4. Which team can limit the turnovers this weekend?
Not surprisingly, the team that won the turnover battle has been victorious in five of this series’ last six games. West Virginia has thrown four interceptions but lost zero fumbles in 2019. Meanwhile, UT’s four games have featured one interception and three lost fumbles (two of which were committed on special teams). Fourteen FBS-level teams have fewer turnovers than Texas and West Virginia in 2019. Last year, Texas and West Virginia respectively ranked fourth and 35th nationally in lost turnovers.
5. Will the “Horns Down” signal become another headline?

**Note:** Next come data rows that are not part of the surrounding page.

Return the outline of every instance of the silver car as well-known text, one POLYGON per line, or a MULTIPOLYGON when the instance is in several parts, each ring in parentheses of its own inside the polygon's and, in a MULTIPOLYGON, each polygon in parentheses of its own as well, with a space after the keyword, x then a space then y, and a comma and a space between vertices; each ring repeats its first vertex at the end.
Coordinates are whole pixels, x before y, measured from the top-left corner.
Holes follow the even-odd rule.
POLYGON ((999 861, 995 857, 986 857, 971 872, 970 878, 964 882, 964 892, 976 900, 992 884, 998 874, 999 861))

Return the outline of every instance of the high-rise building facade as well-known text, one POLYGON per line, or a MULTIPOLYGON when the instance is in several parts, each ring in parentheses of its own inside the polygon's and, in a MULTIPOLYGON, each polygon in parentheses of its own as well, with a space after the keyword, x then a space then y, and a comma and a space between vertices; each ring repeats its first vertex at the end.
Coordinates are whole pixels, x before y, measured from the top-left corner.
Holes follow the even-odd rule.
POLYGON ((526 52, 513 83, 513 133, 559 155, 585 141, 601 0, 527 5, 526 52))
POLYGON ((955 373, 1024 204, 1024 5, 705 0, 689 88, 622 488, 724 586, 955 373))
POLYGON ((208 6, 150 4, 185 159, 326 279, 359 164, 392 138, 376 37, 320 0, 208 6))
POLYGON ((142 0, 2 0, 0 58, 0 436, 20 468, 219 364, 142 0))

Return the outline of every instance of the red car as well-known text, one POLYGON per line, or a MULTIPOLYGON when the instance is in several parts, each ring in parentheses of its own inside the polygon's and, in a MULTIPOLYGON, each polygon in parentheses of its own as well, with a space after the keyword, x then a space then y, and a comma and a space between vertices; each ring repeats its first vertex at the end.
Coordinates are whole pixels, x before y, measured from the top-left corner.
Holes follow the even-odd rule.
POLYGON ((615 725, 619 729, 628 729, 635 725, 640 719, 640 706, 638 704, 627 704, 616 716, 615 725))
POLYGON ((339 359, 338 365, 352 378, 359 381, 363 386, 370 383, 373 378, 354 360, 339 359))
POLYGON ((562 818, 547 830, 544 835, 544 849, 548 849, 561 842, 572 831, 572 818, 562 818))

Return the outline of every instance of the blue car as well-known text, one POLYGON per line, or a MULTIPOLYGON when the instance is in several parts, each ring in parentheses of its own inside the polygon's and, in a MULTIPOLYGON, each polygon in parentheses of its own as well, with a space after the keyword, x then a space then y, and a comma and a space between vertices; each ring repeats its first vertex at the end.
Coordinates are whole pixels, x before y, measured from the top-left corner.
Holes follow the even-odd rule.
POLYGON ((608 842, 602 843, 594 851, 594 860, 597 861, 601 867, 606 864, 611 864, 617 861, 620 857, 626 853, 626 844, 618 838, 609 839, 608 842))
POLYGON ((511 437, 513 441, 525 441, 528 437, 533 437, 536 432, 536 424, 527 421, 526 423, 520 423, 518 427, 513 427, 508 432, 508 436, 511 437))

In 2018, West Virginia shoehorned itself into the list of UT’s chief antagonists. In that 42-41 victory in Austin, the Mountaineers were penalized twice for flashing the “Horns Down” signal and the fallout became a national story. At the Big 12 Media Days in July, West Virginia junior receiver T.J. Simmons said he was surprised that the celebration became a controversy, but he wasn’t “thinking about it, just ready to get back to play Texas again because that was a great game.”